Нелепо было бы все связывать с тем «выбросом» Хрущева. В конце концов, о нем знали только Сурков да десяток чиновников-перестраховщиков, на которых он никогда не обращал внимание. Способ отринуть от себя эту нежданную напасть, эту обескураживающую напраслину был только один — идти тем же курсом, которым шел всегда, только еще более уверенно. Из Красноярска вернулась Нина Павловна с мужем. Заранее о своем приезде не сообщила, но в Москве позвонила прямо с вокзала. И прямо с вокзала он привез их к себе домой. С мужем Нины Павловны он встретился, как с родным человеком. Гости, даже Нина Павловна, после столь долгой разлуки сначала чувствовали себя неловко, скованно. Постепенно отходили, оттаивали... Зазвучали, как сказочная мюнхаузеновская свирель, принесенная с мороза в тепло, слова благодарности, признательности. Гордон, Юз, как его звала Нина Павловна, все твердил, что, мол, никогда не забудет всего, что сделал К.М. для его жены. Нина Павловна молча переводила сияющий взор с мужа на вновь обретенного шефа. Он же, гудя и картавя, стремился перевести разговор на будущее. О том, где жить, куда обращаться, кому писать.

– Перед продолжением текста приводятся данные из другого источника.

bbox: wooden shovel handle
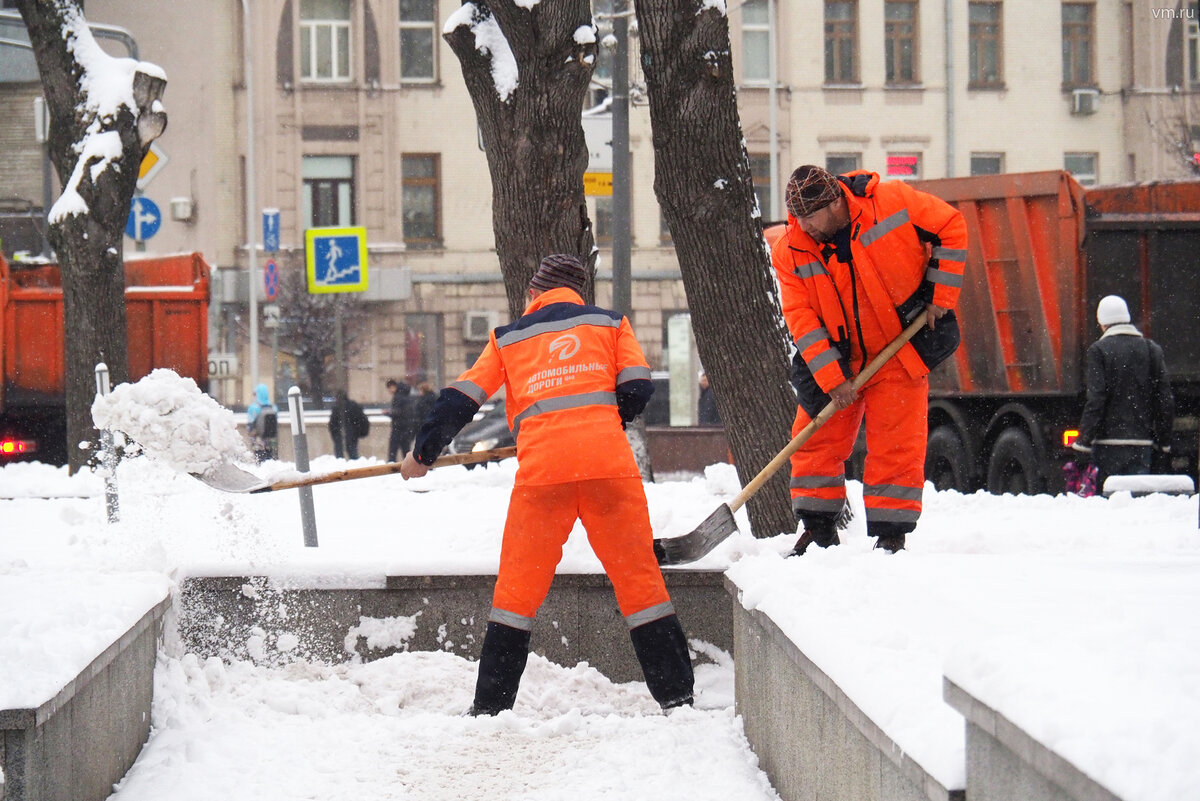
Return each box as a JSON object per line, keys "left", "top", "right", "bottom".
{"left": 727, "top": 311, "right": 930, "bottom": 513}
{"left": 256, "top": 445, "right": 518, "bottom": 493}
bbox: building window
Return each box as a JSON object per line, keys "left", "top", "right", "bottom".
{"left": 399, "top": 0, "right": 437, "bottom": 82}
{"left": 968, "top": 2, "right": 1003, "bottom": 88}
{"left": 401, "top": 154, "right": 441, "bottom": 246}
{"left": 1189, "top": 3, "right": 1200, "bottom": 86}
{"left": 741, "top": 0, "right": 770, "bottom": 85}
{"left": 749, "top": 154, "right": 774, "bottom": 220}
{"left": 594, "top": 197, "right": 614, "bottom": 247}
{"left": 885, "top": 1, "right": 918, "bottom": 85}
{"left": 886, "top": 152, "right": 922, "bottom": 180}
{"left": 825, "top": 1, "right": 859, "bottom": 84}
{"left": 1062, "top": 3, "right": 1094, "bottom": 88}
{"left": 970, "top": 153, "right": 1004, "bottom": 175}
{"left": 303, "top": 155, "right": 355, "bottom": 227}
{"left": 300, "top": 0, "right": 352, "bottom": 82}
{"left": 1065, "top": 152, "right": 1098, "bottom": 186}
{"left": 826, "top": 152, "right": 861, "bottom": 174}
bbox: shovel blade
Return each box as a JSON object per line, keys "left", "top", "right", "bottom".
{"left": 654, "top": 503, "right": 738, "bottom": 566}
{"left": 191, "top": 461, "right": 269, "bottom": 493}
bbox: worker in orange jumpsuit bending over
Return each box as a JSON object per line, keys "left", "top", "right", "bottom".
{"left": 400, "top": 254, "right": 694, "bottom": 715}
{"left": 771, "top": 165, "right": 967, "bottom": 554}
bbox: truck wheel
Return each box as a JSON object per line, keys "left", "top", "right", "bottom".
{"left": 926, "top": 426, "right": 971, "bottom": 492}
{"left": 986, "top": 429, "right": 1045, "bottom": 496}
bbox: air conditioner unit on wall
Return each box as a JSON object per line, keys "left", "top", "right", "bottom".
{"left": 463, "top": 311, "right": 499, "bottom": 342}
{"left": 1071, "top": 88, "right": 1100, "bottom": 116}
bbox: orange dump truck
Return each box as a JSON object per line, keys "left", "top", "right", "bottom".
{"left": 769, "top": 170, "right": 1199, "bottom": 494}
{"left": 1, "top": 252, "right": 211, "bottom": 465}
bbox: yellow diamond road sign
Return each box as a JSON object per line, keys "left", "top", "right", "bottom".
{"left": 137, "top": 142, "right": 168, "bottom": 190}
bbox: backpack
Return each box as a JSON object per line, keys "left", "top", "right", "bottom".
{"left": 352, "top": 403, "right": 370, "bottom": 438}
{"left": 255, "top": 407, "right": 278, "bottom": 440}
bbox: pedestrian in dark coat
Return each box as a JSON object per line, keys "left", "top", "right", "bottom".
{"left": 1071, "top": 295, "right": 1174, "bottom": 489}
{"left": 329, "top": 390, "right": 369, "bottom": 459}
{"left": 697, "top": 370, "right": 720, "bottom": 426}
{"left": 386, "top": 379, "right": 415, "bottom": 462}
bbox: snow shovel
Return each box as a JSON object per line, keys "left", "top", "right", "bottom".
{"left": 193, "top": 446, "right": 517, "bottom": 494}
{"left": 653, "top": 310, "right": 930, "bottom": 566}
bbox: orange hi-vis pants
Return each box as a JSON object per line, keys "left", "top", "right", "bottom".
{"left": 489, "top": 478, "right": 675, "bottom": 631}
{"left": 788, "top": 362, "right": 928, "bottom": 532}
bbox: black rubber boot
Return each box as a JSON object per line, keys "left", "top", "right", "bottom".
{"left": 469, "top": 621, "right": 531, "bottom": 716}
{"left": 790, "top": 503, "right": 851, "bottom": 556}
{"left": 868, "top": 521, "right": 913, "bottom": 553}
{"left": 629, "top": 614, "right": 695, "bottom": 710}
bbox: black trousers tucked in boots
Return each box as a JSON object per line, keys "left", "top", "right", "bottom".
{"left": 629, "top": 614, "right": 695, "bottom": 709}
{"left": 471, "top": 621, "right": 531, "bottom": 715}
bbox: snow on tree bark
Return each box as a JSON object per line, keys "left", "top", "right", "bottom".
{"left": 634, "top": 0, "right": 797, "bottom": 538}
{"left": 16, "top": 0, "right": 167, "bottom": 472}
{"left": 443, "top": 1, "right": 599, "bottom": 320}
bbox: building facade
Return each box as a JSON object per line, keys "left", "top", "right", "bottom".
{"left": 1, "top": 0, "right": 1196, "bottom": 411}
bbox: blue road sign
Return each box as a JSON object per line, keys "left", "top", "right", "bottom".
{"left": 304, "top": 227, "right": 368, "bottom": 294}
{"left": 264, "top": 258, "right": 279, "bottom": 302}
{"left": 125, "top": 196, "right": 162, "bottom": 241}
{"left": 262, "top": 208, "right": 280, "bottom": 253}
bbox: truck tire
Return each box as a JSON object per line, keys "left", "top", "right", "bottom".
{"left": 925, "top": 426, "right": 971, "bottom": 492}
{"left": 986, "top": 429, "right": 1045, "bottom": 496}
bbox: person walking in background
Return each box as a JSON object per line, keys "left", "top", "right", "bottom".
{"left": 386, "top": 379, "right": 415, "bottom": 462}
{"left": 772, "top": 165, "right": 967, "bottom": 555}
{"left": 1071, "top": 295, "right": 1174, "bottom": 489}
{"left": 329, "top": 389, "right": 369, "bottom": 460}
{"left": 697, "top": 369, "right": 720, "bottom": 426}
{"left": 246, "top": 383, "right": 278, "bottom": 463}
{"left": 413, "top": 380, "right": 436, "bottom": 424}
{"left": 400, "top": 253, "right": 694, "bottom": 716}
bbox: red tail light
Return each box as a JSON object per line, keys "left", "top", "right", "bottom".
{"left": 1062, "top": 429, "right": 1079, "bottom": 448}
{"left": 0, "top": 438, "right": 36, "bottom": 456}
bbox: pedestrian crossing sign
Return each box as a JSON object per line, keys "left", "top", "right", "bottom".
{"left": 304, "top": 227, "right": 369, "bottom": 294}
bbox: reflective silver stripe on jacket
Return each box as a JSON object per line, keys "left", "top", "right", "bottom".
{"left": 932, "top": 246, "right": 967, "bottom": 263}
{"left": 489, "top": 607, "right": 534, "bottom": 632}
{"left": 791, "top": 496, "right": 848, "bottom": 514}
{"left": 1094, "top": 438, "right": 1155, "bottom": 447}
{"left": 790, "top": 474, "right": 846, "bottom": 489}
{"left": 859, "top": 208, "right": 910, "bottom": 247}
{"left": 496, "top": 313, "right": 620, "bottom": 348}
{"left": 865, "top": 507, "right": 921, "bottom": 523}
{"left": 806, "top": 347, "right": 840, "bottom": 373}
{"left": 451, "top": 380, "right": 489, "bottom": 405}
{"left": 863, "top": 483, "right": 923, "bottom": 502}
{"left": 794, "top": 327, "right": 832, "bottom": 352}
{"left": 511, "top": 390, "right": 617, "bottom": 437}
{"left": 625, "top": 601, "right": 675, "bottom": 629}
{"left": 925, "top": 266, "right": 964, "bottom": 288}
{"left": 793, "top": 260, "right": 828, "bottom": 280}
{"left": 617, "top": 365, "right": 651, "bottom": 383}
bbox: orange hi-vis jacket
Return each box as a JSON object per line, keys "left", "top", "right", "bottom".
{"left": 771, "top": 171, "right": 968, "bottom": 393}
{"left": 416, "top": 287, "right": 653, "bottom": 486}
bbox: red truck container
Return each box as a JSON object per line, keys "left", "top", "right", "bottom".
{"left": 768, "top": 170, "right": 1199, "bottom": 494}
{"left": 1, "top": 252, "right": 211, "bottom": 465}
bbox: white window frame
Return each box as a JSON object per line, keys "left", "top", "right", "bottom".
{"left": 303, "top": 155, "right": 356, "bottom": 228}
{"left": 399, "top": 0, "right": 438, "bottom": 83}
{"left": 741, "top": 0, "right": 771, "bottom": 86}
{"left": 300, "top": 0, "right": 353, "bottom": 83}
{"left": 1064, "top": 152, "right": 1098, "bottom": 186}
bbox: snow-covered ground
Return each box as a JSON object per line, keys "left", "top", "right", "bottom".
{"left": 1, "top": 370, "right": 1198, "bottom": 801}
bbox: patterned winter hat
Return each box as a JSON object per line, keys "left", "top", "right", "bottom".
{"left": 785, "top": 165, "right": 843, "bottom": 218}
{"left": 529, "top": 253, "right": 588, "bottom": 294}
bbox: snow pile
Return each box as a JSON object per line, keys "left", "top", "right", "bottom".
{"left": 444, "top": 3, "right": 519, "bottom": 102}
{"left": 91, "top": 368, "right": 250, "bottom": 475}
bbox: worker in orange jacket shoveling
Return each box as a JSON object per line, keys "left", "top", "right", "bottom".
{"left": 772, "top": 165, "right": 967, "bottom": 555}
{"left": 400, "top": 254, "right": 694, "bottom": 715}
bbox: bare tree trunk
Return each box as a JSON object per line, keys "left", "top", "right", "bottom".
{"left": 634, "top": 0, "right": 797, "bottom": 538}
{"left": 17, "top": 0, "right": 167, "bottom": 471}
{"left": 443, "top": 1, "right": 598, "bottom": 319}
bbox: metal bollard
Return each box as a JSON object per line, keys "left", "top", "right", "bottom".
{"left": 288, "top": 386, "right": 319, "bottom": 547}
{"left": 93, "top": 363, "right": 119, "bottom": 523}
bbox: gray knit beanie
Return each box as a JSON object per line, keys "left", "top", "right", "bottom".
{"left": 529, "top": 253, "right": 588, "bottom": 294}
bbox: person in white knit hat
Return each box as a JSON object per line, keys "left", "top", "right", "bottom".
{"left": 1071, "top": 295, "right": 1174, "bottom": 487}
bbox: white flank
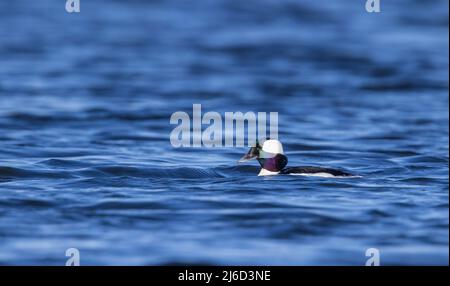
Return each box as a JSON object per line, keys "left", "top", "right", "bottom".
{"left": 258, "top": 169, "right": 280, "bottom": 176}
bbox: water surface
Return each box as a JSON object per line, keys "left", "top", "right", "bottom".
{"left": 0, "top": 0, "right": 448, "bottom": 265}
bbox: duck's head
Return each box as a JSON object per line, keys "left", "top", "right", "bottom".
{"left": 239, "top": 139, "right": 288, "bottom": 172}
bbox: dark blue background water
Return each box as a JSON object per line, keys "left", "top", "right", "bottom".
{"left": 0, "top": 0, "right": 448, "bottom": 265}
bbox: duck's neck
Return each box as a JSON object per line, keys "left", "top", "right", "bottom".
{"left": 258, "top": 168, "right": 280, "bottom": 176}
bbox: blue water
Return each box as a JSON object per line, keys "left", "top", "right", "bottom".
{"left": 0, "top": 0, "right": 448, "bottom": 265}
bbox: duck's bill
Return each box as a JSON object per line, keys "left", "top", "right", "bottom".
{"left": 238, "top": 147, "right": 258, "bottom": 163}
{"left": 238, "top": 153, "right": 256, "bottom": 162}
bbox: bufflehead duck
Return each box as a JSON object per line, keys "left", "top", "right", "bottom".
{"left": 239, "top": 139, "right": 353, "bottom": 177}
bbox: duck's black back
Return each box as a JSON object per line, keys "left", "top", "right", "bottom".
{"left": 280, "top": 166, "right": 353, "bottom": 177}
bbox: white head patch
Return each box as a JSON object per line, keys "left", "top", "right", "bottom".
{"left": 261, "top": 139, "right": 284, "bottom": 154}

Бывало, что и раньше, при Сталине, люди, в том числе и его знакомые, возвращались оттуда, но так вот близко, у себя дома, он никого из них до сих пор не видел. Он ловил себя на том, что ему хочется коснуться Юза рукой, потрогать на ощупь бурую, залоснившуюся ткань его потерявшего форму пиджака, следить за движением его исхудавших, иссиненных вздувшимися венами рук, вылезавших из коротких рукавов рубашки.
Ему не в чем было укорить себя по отношению к этим людям. И то, о чем Гордон благодарно говорил вслух, а Нина Павловна молчаливо подтверждала, все было правда. Не будь его поддержки, а потом постоянной и самой разнообразной помощи, она не смогла бы поехать в Красноярск и выжить там одна, на положении «декабристки». Без нее, наверняка, погиб бы, не выдержал своей последней ссылки и Юз.
Раньше каждое такое возвращение воспринималось им как закономерное и неизбежное исправление случайной, пусть и жесточайшей несправедливости. Теперь впервые подумалось о том, что закономерность, дикая и до сих пор не поддающаяся объяснению, была в другом — в непрестанной и неутомимой работе той силы, которая по какому-то одной ей ведомому принципу выхватывала людей и метила их тюремной решеткой и колючей проволокой... Что же все-таки это был за принцип? Ему и раньше приходило в голову, что и он мог бы быть схвачен и унесен этой силой. Не на это ли совсем недавно намекал Сурков, цитируя письма в ЦК? Но лишь теперь где-то в глубинах подсознания мелькнуло что-то вроде сожаления, что этого все же не случилось. Сейчас он предпочел бы видеть себя не начинающим седеть смуглым бодрячком в уютной душегрейке и мягких заграничных брюках, хозяином уютного и обжитого жилья, а таким, как Юз, странником, еще и сейчас не знающим, куда же ему идти из этой теплой и гостеприимной квартиры...
Самым ненавистным, самым презренным всегда было для него слово «ташкентец», но сейчас, вопреки, казалось бы, всякому здравому смыслу, ташкентцем оказывался он...
Стоило только повториться, мелькнуть в очередной раз такой мысли, как все в нем, столь же искренне и негодующе, восставало против. И контрдоводы казались ничуть не менее убедительными, чем доводы.
Нет, он не мог, никак не мог признать все случившееся с Юзом как закономерность, характеристику эпохи, пусть все очевиднее становилось, что таких, как он — тысячи и тысячи.
Миллионы — поправит Константина Михайловича К.М. годами позже. Да, миллионы, согласится он. Но это — дьявольская воля Берии и его предшественников, которым изуверством, коварством и авантюризмом удалось подчинить себе волю Сталина.
Час, когда Константин Михайлович услышал по радио, что с Берией покончено, стал для него праздником, тогда же ему понятна стала и вспышка Хрущева, которая чуть не стоила ему поста редактора «Литературки», места в руководстве Союза писателей и самой репутации.